Below are the advice of nutritionist Jaime Bachtell-Shelbert (USA).
1. Drink water
Drinking water when you wake up can help your metabolism run better, aid digestion and help you regulate your body's hunger and fullness signals, contributing to weight loss.
2. Take time to exercise
Morning exercise can have a significant impact on your weight loss efforts. Whether it's a brisk walk or yoga, it can help kickstart your metabolism and improve your mood.
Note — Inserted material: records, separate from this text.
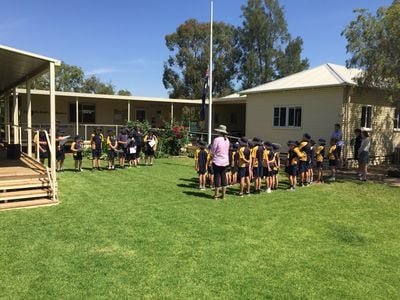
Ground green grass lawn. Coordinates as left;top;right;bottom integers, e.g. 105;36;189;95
0;158;400;299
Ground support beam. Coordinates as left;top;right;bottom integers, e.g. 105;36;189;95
75;97;79;135
13;88;19;144
49;62;57;200
128;100;131;122
26;80;32;157
4;93;11;144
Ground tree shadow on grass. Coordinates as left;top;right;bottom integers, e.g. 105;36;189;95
183;191;214;200
176;182;198;189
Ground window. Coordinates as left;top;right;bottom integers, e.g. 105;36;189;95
274;106;302;127
69;103;96;124
136;109;146;122
360;106;372;129
393;108;400;130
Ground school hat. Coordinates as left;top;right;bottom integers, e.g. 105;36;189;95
253;137;262;145
272;143;281;150
214;125;228;134
239;136;249;143
264;141;272;147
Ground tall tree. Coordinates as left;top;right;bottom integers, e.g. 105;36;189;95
32;62;85;92
342;0;400;97
239;0;308;89
163;19;239;99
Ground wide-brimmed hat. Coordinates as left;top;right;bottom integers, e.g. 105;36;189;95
214;125;228;134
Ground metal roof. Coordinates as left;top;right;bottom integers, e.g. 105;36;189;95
0;45;61;95
17;89;203;104
239;64;361;95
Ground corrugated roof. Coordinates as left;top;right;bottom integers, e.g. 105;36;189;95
239;64;361;95
0;45;61;94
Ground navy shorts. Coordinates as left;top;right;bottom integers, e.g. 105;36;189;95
239;167;249;178
74;152;82;160
329;159;337;167
263;167;274;177
287;165;299;176
107;150;115;159
298;161;308;173
253;166;264;178
92;149;101;158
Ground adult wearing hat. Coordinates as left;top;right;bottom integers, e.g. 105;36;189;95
211;125;230;199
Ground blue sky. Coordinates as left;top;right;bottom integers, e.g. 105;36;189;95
0;0;392;97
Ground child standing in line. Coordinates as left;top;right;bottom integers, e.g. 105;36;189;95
56;130;65;172
271;143;281;190
107;129;118;170
126;134;137;168
328;138;339;181
263;142;275;193
315;139;326;183
251;137;264;194
118;128;128;169
194;141;208;190
307;140;315;184
231;143;239;185
238;139;251;197
90;127;104;171
286;141;302;191
71;135;83;172
207;144;214;189
143;129;158;166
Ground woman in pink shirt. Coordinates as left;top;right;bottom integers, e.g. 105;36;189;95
211;125;230;199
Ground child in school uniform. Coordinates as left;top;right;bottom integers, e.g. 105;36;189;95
263;142;275;193
238;138;251;197
118;128;128;169
56;130;65;172
298;133;311;186
315;138;326;183
107;129;118;170
71;135;83;172
207;144;214;189
328;138;339;181
127;134;137;168
143;129;158;166
251;137;264;194
271;143;281;190
231;143;239;185
90;127;104;171
286;141;303;191
194;141;209;190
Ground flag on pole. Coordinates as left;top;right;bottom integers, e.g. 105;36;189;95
200;69;208;121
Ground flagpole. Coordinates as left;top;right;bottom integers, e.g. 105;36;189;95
208;0;214;144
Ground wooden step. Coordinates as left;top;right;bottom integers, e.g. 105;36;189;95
0;198;58;211
0;188;52;201
0;173;47;182
0;179;49;191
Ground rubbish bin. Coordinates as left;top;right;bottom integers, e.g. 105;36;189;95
7;144;21;159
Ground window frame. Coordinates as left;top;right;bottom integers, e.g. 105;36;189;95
69;102;97;124
272;105;303;129
360;105;374;130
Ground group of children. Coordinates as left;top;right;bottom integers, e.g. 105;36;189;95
65;128;158;172
195;133;339;196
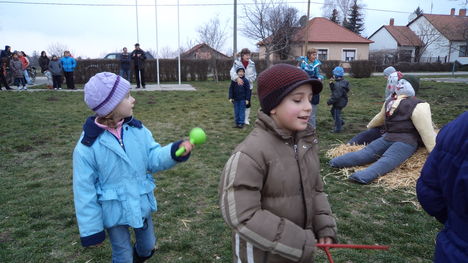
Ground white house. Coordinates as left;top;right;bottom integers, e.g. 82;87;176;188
369;8;468;64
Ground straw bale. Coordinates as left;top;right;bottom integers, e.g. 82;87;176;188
326;144;428;195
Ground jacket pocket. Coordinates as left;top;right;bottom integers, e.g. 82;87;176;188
98;189;126;228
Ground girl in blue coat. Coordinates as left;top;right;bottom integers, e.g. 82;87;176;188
416;112;468;263
73;72;193;263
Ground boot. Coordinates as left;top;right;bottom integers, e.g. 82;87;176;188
133;246;156;263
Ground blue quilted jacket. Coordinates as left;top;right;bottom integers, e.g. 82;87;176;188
416;112;468;263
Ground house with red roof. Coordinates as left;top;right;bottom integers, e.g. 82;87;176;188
259;17;373;62
369;8;468;64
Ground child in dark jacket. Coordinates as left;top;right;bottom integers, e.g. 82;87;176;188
229;67;252;129
327;67;349;132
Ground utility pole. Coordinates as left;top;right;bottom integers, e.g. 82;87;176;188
304;0;310;56
232;0;237;58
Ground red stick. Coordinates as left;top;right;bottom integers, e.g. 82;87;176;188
315;244;390;263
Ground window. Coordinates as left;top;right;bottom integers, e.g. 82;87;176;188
343;49;356;61
317;49;328;61
458;46;468;57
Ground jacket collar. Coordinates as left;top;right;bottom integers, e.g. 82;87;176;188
255;110;314;140
81;116;143;147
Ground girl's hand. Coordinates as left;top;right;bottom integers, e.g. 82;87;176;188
179;140;195;156
318;237;333;244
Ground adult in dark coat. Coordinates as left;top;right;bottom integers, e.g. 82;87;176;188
416;111;468;263
131;43;146;89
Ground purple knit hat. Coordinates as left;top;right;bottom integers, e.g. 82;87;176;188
257;64;322;115
84;72;131;117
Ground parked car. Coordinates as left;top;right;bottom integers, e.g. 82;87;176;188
104;51;154;59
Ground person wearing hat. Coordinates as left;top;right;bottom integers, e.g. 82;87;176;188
327;67;349;132
130;43;146;89
330;79;435;184
229;67;252;129
229;48;257;125
219;64;336;263
73;72;193;262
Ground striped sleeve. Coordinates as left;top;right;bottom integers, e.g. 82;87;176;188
220;152;315;262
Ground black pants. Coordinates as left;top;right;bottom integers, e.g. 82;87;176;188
0;68;10;89
134;67;146;88
64;71;75;89
52;75;62;89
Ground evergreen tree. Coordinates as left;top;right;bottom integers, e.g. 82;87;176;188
328;8;339;24
343;0;364;34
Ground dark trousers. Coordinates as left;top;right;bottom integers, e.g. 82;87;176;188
0;68;10;89
330;107;343;132
134;67;146;88
52;75;62;89
64;71;75;89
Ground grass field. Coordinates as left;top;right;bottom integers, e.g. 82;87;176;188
0;77;468;263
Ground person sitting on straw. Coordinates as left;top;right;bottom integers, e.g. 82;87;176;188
330;79;435;184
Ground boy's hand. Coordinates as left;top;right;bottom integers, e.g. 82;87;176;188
318;237;333;244
179;140;195;156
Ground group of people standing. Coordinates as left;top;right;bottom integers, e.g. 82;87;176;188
0;46;77;90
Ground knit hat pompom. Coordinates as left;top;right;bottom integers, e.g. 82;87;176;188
84;72;131;117
257;64;323;115
333;67;344;77
384;67;396;77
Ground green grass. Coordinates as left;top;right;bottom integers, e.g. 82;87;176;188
0;77;467;262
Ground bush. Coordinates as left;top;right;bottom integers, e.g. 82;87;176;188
349;60;375;78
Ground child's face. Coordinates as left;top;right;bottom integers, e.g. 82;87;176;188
114;92;135;120
270;84;312;131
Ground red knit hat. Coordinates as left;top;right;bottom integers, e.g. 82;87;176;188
257;64;322;115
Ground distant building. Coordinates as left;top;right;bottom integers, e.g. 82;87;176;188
180;43;229;59
369;8;468;64
259;17;373;62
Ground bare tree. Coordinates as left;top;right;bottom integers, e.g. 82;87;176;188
47;42;69;57
241;0;299;67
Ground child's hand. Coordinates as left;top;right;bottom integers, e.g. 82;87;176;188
179;140;195;156
318;237;333;244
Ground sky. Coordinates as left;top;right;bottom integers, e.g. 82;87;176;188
0;0;467;58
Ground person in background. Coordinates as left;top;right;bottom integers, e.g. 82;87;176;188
49;55;63;90
327;67;349;133
73;72;193;263
39;51;53;89
131;43;146;89
60;50;76;89
229;67;251;129
416;111;468;263
330;79;435;184
18;51;33;85
120;47;132;82
10;51;28;90
219;64;337;263
0;46;12;90
297;48;323;128
229;48;257;125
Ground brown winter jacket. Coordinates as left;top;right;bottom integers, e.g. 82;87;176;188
219;111;336;263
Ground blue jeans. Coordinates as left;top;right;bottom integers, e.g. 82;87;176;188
107;216;156;263
233;100;245;125
309;104;318;128
330;107;343;132
330;137;418;184
119;69;130;82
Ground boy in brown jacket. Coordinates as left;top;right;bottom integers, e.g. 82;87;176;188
219;64;336;263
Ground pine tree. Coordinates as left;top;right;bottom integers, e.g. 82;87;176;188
328;8;339;24
343;0;364;34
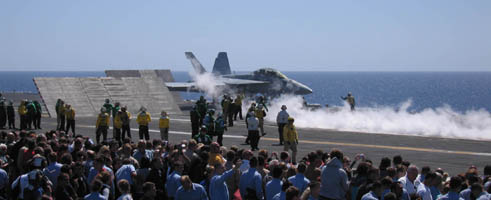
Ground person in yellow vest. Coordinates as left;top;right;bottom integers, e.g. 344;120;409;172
65;104;75;137
159;111;170;141
113;110;125;145
254;104;266;136
95;107;110;144
17;100;27;130
136;106;152;140
283;117;298;163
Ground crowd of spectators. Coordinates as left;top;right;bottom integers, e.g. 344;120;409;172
0;131;491;200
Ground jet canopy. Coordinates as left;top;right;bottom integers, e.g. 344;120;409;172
253;68;288;79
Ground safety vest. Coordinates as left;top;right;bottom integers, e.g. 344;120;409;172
95;113;109;128
283;124;298;142
159;116;170;128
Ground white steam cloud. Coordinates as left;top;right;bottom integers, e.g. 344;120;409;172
266;96;491;140
189;71;224;98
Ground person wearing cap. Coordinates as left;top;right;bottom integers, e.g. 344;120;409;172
276;105;290;145
7;101;15;129
209;161;240;200
110;102;121;138
189;105;201;138
136;107;152;140
399;165;420;195
118;106;131;140
165;161;184;200
65;105;75;137
193;125;213;145
202;109;215;139
17;100;28;130
196;96;208;125
95;107;109;144
233;94;244;120
239;156;264;199
159;111;170;141
283;117;298;163
220;94;232;124
254;104;266;136
113;110;125;146
102;99;113;117
26;100;36;129
341;92;355;111
246;112;260;151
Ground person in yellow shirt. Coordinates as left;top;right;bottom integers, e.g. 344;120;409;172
159;111;170;141
119;106;131;140
283;117;298;163
113;110;126;145
65;104;75;137
136;107;152;140
17;100;27;130
95;107;110;144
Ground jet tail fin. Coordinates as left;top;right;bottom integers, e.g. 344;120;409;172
212;52;231;75
184;52;206;74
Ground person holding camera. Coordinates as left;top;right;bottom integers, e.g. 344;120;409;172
283;117;298;164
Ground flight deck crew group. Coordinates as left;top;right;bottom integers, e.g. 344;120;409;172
0;95;298;157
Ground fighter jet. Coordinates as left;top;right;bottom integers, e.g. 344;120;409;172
165;52;312;96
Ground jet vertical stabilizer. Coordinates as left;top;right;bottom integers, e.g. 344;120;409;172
184;52;206;74
212;52;231;75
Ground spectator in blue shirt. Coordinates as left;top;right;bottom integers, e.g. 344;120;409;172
288;163;310;194
116;158;136;185
165;162;184;199
0;168;9;193
438;176;463;200
272;180;292;200
84;180;105;200
209;161;240;200
43;152;63;188
320;149;348;200
133;140;153;163
87;157;114;185
239;156;263;199
265;166;283;200
361;181;382;200
174;175;208;200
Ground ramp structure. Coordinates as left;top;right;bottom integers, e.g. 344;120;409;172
34;70;181;117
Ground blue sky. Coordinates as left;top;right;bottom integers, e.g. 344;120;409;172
0;0;491;71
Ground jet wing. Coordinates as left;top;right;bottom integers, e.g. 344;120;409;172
219;78;268;85
165;78;268;92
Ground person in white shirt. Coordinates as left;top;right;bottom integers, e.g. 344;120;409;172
247;112;260;151
417;172;436;200
399;165;419;195
276;105;290;145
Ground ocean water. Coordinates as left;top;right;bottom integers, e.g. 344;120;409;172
0;71;491;112
0;71;491;141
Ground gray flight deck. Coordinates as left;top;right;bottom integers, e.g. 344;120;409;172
34;70;181;117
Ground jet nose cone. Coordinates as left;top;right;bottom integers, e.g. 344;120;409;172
292;81;312;95
300;85;312;94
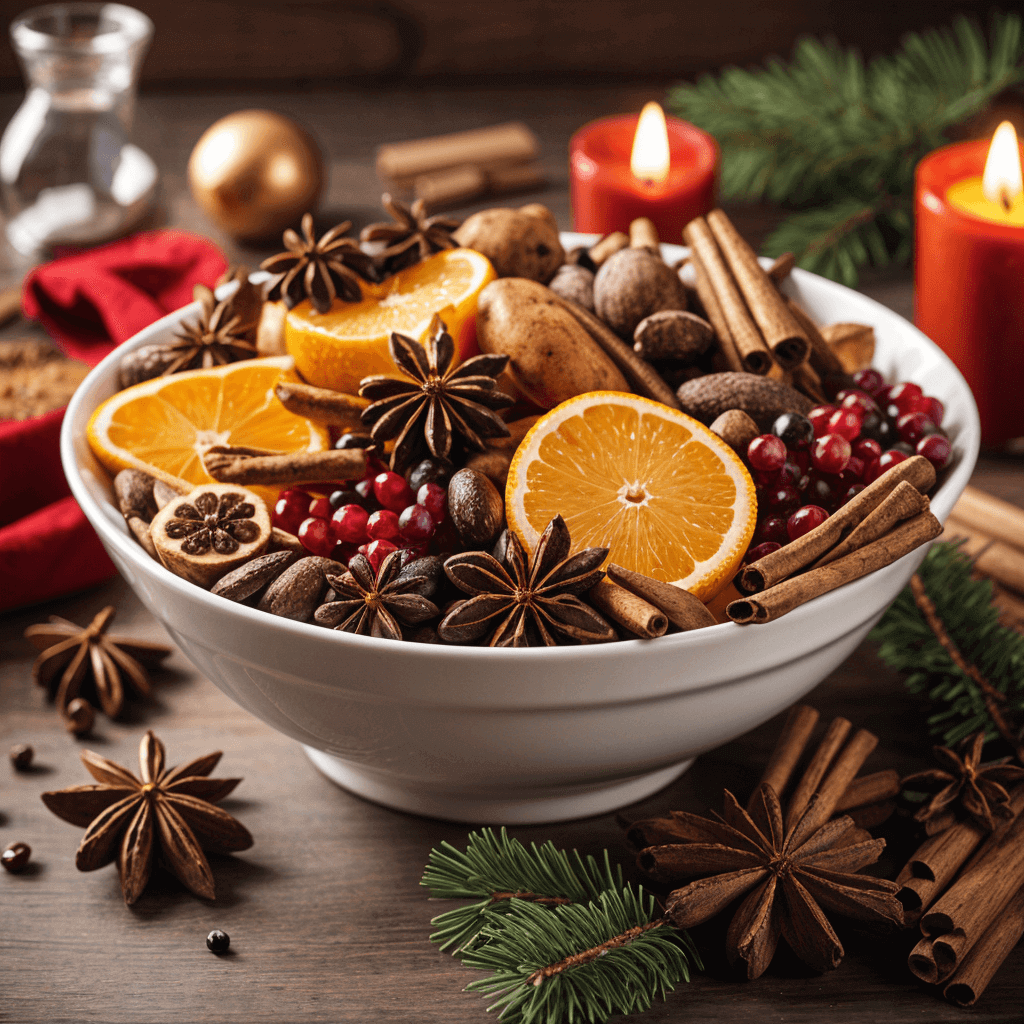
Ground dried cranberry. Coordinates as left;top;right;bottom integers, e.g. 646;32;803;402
785;505;828;541
918;434;953;469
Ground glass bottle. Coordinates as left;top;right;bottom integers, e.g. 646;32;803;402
0;3;157;256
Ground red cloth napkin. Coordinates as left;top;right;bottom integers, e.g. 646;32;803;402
0;231;226;611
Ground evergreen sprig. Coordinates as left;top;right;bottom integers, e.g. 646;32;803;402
421;828;702;1024
420;828;623;953
870;543;1024;746
667;13;1024;285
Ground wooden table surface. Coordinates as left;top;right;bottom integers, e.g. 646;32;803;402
0;88;1024;1024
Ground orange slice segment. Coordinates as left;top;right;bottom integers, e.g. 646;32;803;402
86;356;330;501
505;391;757;601
285;249;496;394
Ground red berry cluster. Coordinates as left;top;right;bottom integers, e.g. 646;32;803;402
271;448;451;570
744;370;952;563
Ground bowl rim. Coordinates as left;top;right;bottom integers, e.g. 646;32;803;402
60;231;981;668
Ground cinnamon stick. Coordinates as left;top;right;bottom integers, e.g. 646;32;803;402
708;210;810;370
690;250;745;373
814;480;930;566
921;798;1024;982
377;121;541;179
746;705;818;811
589;231;630;266
605;564;716;630
273;381;370;427
951;483;1024;549
725;512;942;623
946;520;1024;594
587;580;669;640
683;217;774;375
942;887;1024;1007
785;718;859;831
735;455;935;594
548;290;680;409
203;445;367;486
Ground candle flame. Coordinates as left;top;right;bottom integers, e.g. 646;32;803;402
630;102;671;181
981;121;1024;211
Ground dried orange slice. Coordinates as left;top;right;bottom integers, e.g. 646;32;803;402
505;391;757;601
86;355;330;500
285;249;497;394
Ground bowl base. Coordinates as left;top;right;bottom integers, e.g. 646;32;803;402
303;744;693;825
3. Eat a protein-rich breakfast
Starting your day with a protein-rich breakfast can help keep you full longer and reduce cravings later in the day. In part, this is because protein promotes feelings of fullness and stabilizes blood sugar levels.
4. Practice mindfulness
Starting your day with mindfulness exercises like meditation or deep breathing exercises can help reduce stress. Stress management is an important component of a successful weight loss journey.
5. Avoid sugary drinks
Choose unsweetened drinks such as water, carbonated mineral water or unsweetened tea or coffee. If you currently like your coffee or tea sweetened, try gradually cutting back on the amount of sweeteners you add. Over time, cutting back on your intake can make a big difference.
6. Start your day with fiber.
Fiber is an important nutrient that helps with weight loss. It aids digestion, promotes feelings of fullness and helps maintain stable blood sugar levels.